El Mundial 2026 entró en su fase de eliminación directa con resultados que confirmaron jerarquías, aunque no sin sobresaltos. Argentina y Colombia superaron sus respectivos cruces de octavos de final, pero los caminos que tienen por delante exigen más de lo que mostraron.
Argentina: campeón en modo supervivencia
Desde Miami, la selección argentina venció a Cabo Verde y avanzó a cuartos de final, donde le espera Egipto. El partido, sin embargo, dejó más preguntas que certezas. Lionel Messi abrió el marcador y ejecutó los dos tiros de esquina que derivaron en los goles de Lisandro Martínez y Cristian Romero, pero el equipo de Lionel Scaloni mostró una versión vulnerable que no había exhibido en la fase de grupos.
Cabo Verde planteó un bloque defensivo con líneas muy juntas que Argentina no supo romper con fluidez. El campeón movió la pelota de lado a lado con parsimonia, sin la velocidad ni el ingenio necesarios para desarticular ese esquema. Messi apareció sistemáticamente rodeado por dos marcas. El triunfo llegó más por jerarquía individual que por dominio colectivo.

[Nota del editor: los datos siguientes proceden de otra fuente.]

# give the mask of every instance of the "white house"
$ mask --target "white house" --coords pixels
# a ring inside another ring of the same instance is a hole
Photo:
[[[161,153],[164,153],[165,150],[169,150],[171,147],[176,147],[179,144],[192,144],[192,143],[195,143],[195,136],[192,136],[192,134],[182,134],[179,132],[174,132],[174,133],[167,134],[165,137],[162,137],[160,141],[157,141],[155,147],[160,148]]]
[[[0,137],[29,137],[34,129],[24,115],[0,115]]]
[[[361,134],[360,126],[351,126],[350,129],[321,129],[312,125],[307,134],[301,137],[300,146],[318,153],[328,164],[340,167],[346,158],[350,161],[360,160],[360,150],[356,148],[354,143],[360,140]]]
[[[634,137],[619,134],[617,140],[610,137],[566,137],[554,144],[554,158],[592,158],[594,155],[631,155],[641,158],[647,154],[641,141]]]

Conviene mirar los incentivos: un equipo que ganó el título en 2022 carga con la obligación de evolucionar, no solo de sobrevivir. Según el análisis de los enviados especiales presentes en Miami, el campeón «todavía se siente un poco interpelado, como si debiera justificar en algún tribunal internacional la conquista de 2022». Esa desconfianza puede ser combustible útil, pero frente a Egipto —y eventualmente ante rivales de mayor peso— la parsimonia podría costar más caro.

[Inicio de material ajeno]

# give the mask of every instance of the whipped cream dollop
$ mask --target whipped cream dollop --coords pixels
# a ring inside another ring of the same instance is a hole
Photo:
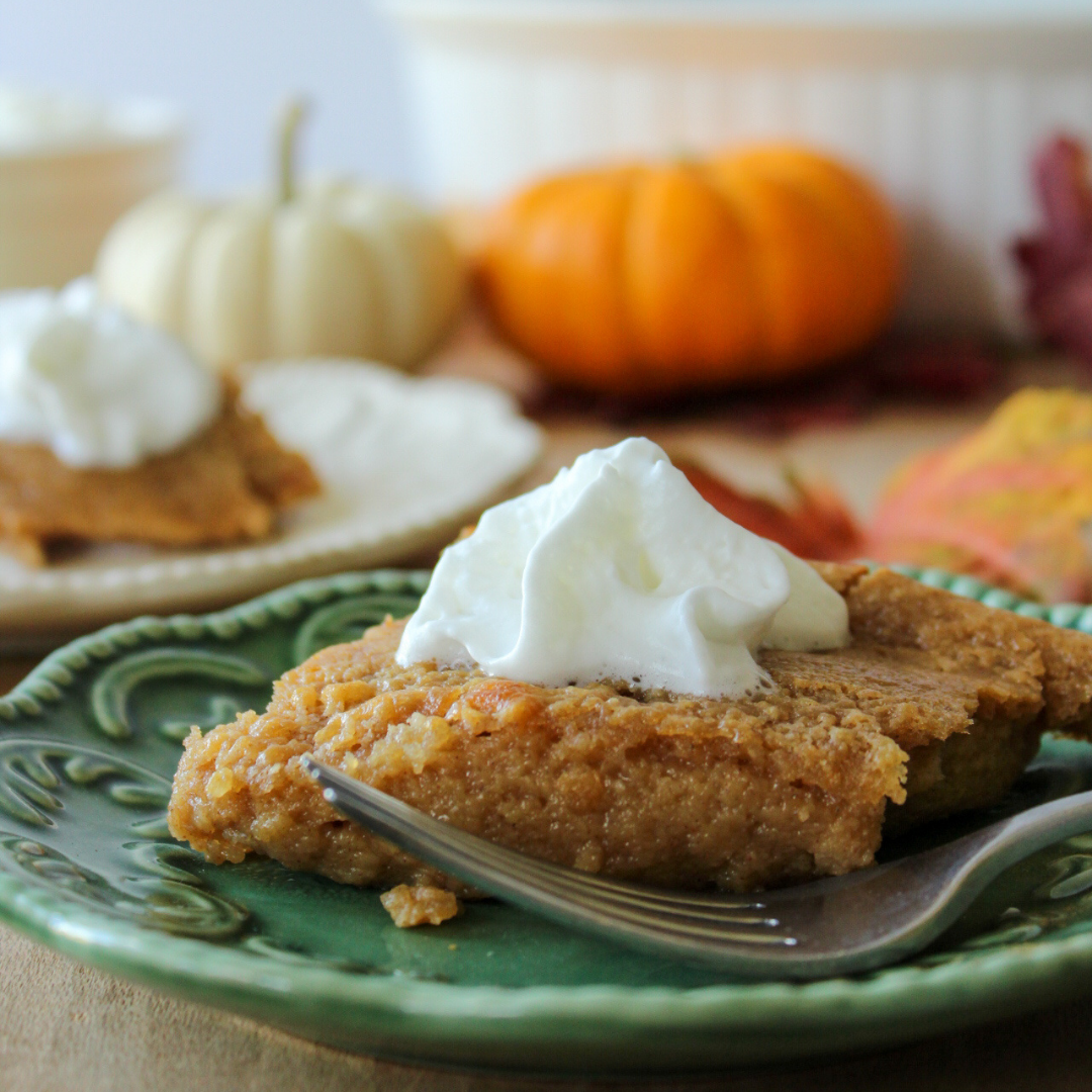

Colombia: eficacia justa, ilusión intacta
En Kansas City, bajo una ola de calor con sensación térmica de hasta 40 grados, Colombia derrotó a Ghana 1-0 y ahora viajará a Vancouver para medirse con Suiza en cuartos de final. El gol llegó a los 14 minutos: Luis Javier Suárez —ingresado por la lesión temprana de Jhon Córdoba— llegó hasta la línea de fondo y centró al segundo palo; Jhon Arias convirtió.
Ghana, dirigido por Carlos Queiroz, dispuso una línea de cinco en defensa y cuatro en el mediocampo, lo que obligó a la Tricolor a martillar durante todo el partido. Colombia generó ocasiones adicionales —Luis Díaz tuvo una clara, pero su tanto fue anulado por posición adelantada, la cuarta vez que le ocurre en este Mundial 2026— y en el segundo tiempo James Rodríguez cedió su lugar a Richard Ríos para ganar físico en la disputa de segundas pelotas.

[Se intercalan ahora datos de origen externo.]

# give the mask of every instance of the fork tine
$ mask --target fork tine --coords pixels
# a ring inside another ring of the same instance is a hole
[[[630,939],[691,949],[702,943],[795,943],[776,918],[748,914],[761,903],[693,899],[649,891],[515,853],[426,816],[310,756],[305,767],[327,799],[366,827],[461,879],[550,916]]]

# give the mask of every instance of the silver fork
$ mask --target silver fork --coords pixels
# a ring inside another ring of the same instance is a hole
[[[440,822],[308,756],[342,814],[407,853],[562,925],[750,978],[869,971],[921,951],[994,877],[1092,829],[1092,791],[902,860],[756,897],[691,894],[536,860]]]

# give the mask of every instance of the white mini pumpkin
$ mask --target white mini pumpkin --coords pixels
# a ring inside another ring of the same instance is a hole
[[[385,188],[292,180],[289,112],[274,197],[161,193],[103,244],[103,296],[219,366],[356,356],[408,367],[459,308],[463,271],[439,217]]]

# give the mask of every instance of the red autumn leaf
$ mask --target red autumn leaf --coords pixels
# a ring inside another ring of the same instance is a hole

El árbitro Clément Turpin alargó el partido hasta el octavo minuto de reposición, pero Colombia sostuvo el resultado. Néstor Lorenzo no llegó a usar todos sus cambios disponibles, señal de que el equipo administró sin mayores apuros la ventaja mínima.
El dato importa más que el ruido: mientras Argentina, Inglaterra y Portugal atravesaron momentos de verdadera angustia en sus respectivos cruces, Colombia resolvió con menos estridencia. Algunos entrenadores ya la señalan, según la fuente consultada, como candidata para llegar a instancias finales.
El cuadro general
Los octavos de final también incluyeron el cruce entre Marruecos y Canadá en Houston. La jornada dibuja un torneo en el que las selecciones de primer nivel están lejos de la comodidad, y en el que los bloques defensivos bien organizados siguen siendo un obstáculo real incluso para los favoritos.
La historia sugiere cautela: en esta fase del torneo, la diferencia entre avanzar y quedar eliminado suele medirse en detalles de ejecución, no en superioridad táctica global. Argentina lo sabe mejor que nadie después de lo visto ante Cabo Verde. Colombia, de momento, parece haberlo entendido antes.